Competing science, competing conclusions
The 1988 radiocarbon dating has not gone unchallenged by the scientific community itself. In 2024, Italy's Institute of Crystallography said its analysis using wide-angle X-ray scattering, a technique that measures structural degradation in cellulose fibers, produced results consistent with the Shroud being a roughly 2,000-year-old relic. That finding directly contradicts the medieval dating and suggests the linen could plausibly date to the time of Christ.
Neither result has been universally accepted. The Shroud remains one of the most studied and most contested artifacts in the world, a single piece of cloth caught between faith and forensics, with each new study adding data without delivering a final verdict.
Separately, a study by Dr. Kelly Kearse examined blood transfer patterns on the Shroud and reported visible serum halos around some blood clots. As Newsmax reported, Kearse argued that serum halos form only when blood has already begun clotting before contacting fabric, a detail consistent with the biblical account that Jesus was wrapped in cloth with spices without first being washed.
Kearse wrote that "the presence of such markings led to the interpretation that clotted blood was transferred to the cloth, and thus, could not have been fabricated by the direct addition of whole blood." He also noted the improbability that a medieval forger would have anticipated the eventual discovery of such halos through ultraviolet detection, a method that did not exist for centuries after any plausible forgery date.

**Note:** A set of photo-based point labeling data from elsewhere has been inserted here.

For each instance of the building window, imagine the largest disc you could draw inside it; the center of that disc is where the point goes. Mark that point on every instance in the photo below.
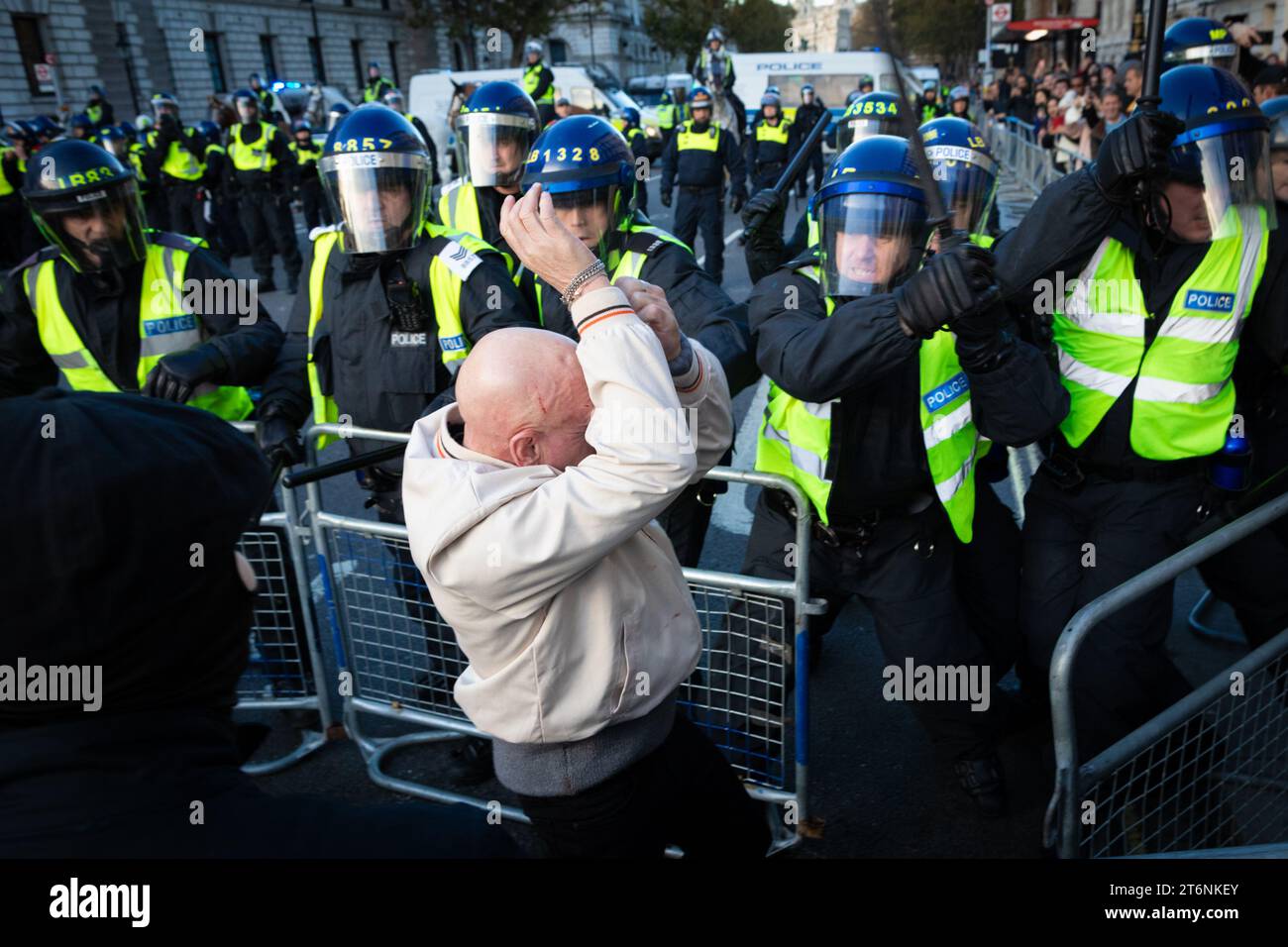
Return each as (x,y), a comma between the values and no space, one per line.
(316,58)
(31,48)
(266,51)
(356,46)
(215,60)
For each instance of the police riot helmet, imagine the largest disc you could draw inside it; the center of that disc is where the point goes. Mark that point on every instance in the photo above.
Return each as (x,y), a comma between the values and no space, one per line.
(1199,42)
(589,171)
(497,125)
(85,202)
(872,218)
(375,171)
(1224,150)
(872,114)
(964,169)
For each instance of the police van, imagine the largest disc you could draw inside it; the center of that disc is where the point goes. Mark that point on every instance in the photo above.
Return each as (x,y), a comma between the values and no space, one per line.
(430,95)
(833,76)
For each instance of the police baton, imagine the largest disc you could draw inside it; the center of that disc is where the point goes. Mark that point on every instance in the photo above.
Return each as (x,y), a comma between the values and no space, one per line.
(794,167)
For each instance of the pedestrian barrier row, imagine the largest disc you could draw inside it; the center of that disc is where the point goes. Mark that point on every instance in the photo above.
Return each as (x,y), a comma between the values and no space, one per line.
(1207,775)
(398,659)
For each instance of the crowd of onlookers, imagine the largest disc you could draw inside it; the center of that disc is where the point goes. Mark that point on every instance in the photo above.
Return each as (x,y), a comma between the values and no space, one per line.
(1072,110)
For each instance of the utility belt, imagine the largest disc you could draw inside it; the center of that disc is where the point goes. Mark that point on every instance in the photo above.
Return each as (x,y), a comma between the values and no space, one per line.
(1069,471)
(850,531)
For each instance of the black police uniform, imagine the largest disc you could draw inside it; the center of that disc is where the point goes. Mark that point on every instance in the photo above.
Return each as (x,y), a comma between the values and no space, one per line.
(700,176)
(1132,509)
(806,118)
(704,312)
(104,311)
(889,540)
(183,210)
(767,157)
(263,201)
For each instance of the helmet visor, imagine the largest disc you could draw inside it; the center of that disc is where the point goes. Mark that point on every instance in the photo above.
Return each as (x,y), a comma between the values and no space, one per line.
(1225,178)
(380,197)
(496,146)
(967,180)
(859,127)
(94,230)
(870,243)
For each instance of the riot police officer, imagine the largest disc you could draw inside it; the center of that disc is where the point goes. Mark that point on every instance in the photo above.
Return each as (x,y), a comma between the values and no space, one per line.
(108,305)
(1146,339)
(877,412)
(496,127)
(589,171)
(174,159)
(539,81)
(697,158)
(772,144)
(261,176)
(307,154)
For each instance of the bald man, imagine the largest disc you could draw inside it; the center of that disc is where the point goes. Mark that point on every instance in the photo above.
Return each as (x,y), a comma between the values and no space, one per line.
(529,505)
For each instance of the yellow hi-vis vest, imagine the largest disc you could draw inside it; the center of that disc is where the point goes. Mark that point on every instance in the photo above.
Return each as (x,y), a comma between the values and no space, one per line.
(797,436)
(627,262)
(456,253)
(459,213)
(1184,397)
(181,163)
(163,326)
(702,141)
(774,133)
(254,157)
(532,78)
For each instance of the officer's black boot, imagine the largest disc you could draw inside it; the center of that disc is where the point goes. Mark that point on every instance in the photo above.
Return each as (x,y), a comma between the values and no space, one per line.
(982,779)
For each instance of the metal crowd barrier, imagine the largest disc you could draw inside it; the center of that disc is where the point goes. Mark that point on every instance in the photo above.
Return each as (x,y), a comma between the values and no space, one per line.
(750,692)
(1209,774)
(284,661)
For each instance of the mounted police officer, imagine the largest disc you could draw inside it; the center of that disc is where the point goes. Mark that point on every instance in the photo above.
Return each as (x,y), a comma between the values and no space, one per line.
(879,412)
(584,163)
(697,158)
(110,307)
(262,172)
(496,127)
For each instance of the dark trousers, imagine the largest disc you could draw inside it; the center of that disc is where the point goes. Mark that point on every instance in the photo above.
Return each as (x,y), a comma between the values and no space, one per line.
(184,211)
(317,211)
(814,162)
(683,793)
(686,521)
(702,209)
(1122,676)
(268,224)
(905,577)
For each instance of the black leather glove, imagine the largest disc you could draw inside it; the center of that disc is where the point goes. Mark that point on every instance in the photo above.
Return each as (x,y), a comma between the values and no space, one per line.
(178,375)
(1134,150)
(763,210)
(278,438)
(952,285)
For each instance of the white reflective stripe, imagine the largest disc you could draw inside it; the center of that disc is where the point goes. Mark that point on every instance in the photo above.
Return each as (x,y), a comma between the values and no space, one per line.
(947,489)
(1203,330)
(1176,392)
(1104,381)
(802,459)
(819,410)
(945,425)
(1125,324)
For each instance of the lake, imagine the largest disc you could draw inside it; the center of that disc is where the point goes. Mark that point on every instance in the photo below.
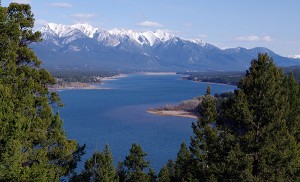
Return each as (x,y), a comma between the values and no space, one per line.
(118,116)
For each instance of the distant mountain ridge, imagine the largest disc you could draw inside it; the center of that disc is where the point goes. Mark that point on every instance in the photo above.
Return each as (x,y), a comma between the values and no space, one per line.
(84,47)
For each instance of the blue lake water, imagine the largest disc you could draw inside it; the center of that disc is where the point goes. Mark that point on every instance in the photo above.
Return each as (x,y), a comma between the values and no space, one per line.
(118,116)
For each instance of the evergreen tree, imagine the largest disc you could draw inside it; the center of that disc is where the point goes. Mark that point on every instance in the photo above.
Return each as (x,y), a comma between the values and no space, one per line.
(33,145)
(205,144)
(164,175)
(259,138)
(99,168)
(121,171)
(292,90)
(152,175)
(136,164)
(183,164)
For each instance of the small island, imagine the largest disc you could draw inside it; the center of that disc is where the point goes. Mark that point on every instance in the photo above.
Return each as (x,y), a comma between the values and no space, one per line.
(187,109)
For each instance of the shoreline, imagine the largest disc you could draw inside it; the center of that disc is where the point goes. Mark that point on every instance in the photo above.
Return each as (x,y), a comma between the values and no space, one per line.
(156,73)
(86,86)
(173,113)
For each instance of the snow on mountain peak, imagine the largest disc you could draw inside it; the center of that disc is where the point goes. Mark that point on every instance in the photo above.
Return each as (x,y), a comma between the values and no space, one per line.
(65,30)
(112,37)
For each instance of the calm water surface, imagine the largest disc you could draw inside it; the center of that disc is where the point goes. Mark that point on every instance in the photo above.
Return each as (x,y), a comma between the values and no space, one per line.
(118,117)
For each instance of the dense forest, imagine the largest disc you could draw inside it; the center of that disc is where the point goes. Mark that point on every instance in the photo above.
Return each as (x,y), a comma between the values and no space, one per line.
(81,76)
(232,78)
(250,135)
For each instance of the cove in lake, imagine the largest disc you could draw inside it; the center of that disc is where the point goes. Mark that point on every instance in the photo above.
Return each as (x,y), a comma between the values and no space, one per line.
(118,116)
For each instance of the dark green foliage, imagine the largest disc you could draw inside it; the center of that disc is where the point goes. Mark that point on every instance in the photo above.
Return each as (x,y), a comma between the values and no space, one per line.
(121,172)
(81,76)
(182,164)
(33,145)
(164,175)
(99,167)
(231,78)
(152,175)
(259,124)
(205,144)
(135,164)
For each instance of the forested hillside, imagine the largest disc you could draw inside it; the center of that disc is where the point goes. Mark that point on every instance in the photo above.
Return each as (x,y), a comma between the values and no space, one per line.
(251,135)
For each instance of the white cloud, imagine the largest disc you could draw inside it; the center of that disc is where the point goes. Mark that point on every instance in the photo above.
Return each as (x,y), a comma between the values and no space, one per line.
(150,24)
(266,38)
(22,1)
(40,22)
(84,15)
(188,24)
(254,38)
(61,5)
(248,38)
(296,56)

That line of reasoning will not satisfy committed skeptics, and it is not meant to. But it adds another layer to a body of evidence that, piece by piece, makes a simple forgery explanation harder to sustain.
What the food DNA really means
For believers, the food DNA findings are a footnote, evidence of centuries of handling, not a challenge to the Shroud's authenticity. For skeptics, the contamination record may reinforce doubts about whether any test on the cloth can produce clean results. Both sides have a point.
The discovery of archaeological evidence connected to biblical history continues to generate public fascination. Egyptian archaeologists recently uncovered a fifth-century Christian monastic site with rare Coptic wall paintings, a reminder that the physical footprint of early Christianity keeps surfacing in unexpected places.
What the preprint study does establish is that the Shroud has been exposed to an extraordinary range of biological material over time. Carrot, wheat, peanuts, tomatoes, bananas, almonds, the DNA catalog is a record of human contact, agricultural environments and centuries of movement across Europe and possibly beyond. The researchers did not find a smoking gun. They found a biological diary.
The open questions are obvious. Who were the researchers, and what institution led the analysis? What controls did they use? How did they account for the 1978 sampling conditions, which predated modern contamination protocols? The preprint has not yet undergone peer review, and until it does, its conclusions carry the weight of preliminary findings, no more, no less.
Meanwhile, the search for physical traces of the biblical past goes on. An archaeologist has targeted Jerusalem's City of David in a renewed search for the Ark of the Covenant, another relic that sits at the intersection of faith and physical evidence.
Science has spent decades trying to settle the Shroud of Turin question with a single definitive test. Every new study adds information, and adds reasons to keep asking. The food DNA is the latest chapter, not the last word.
If the Shroud is a forgery, it is the most elaborately contaminated fake in human history. If it is genuine, it has survived not only two millennia but also the carrot DNA. Either way, the cloth keeps demanding answers that no single laboratory can provide.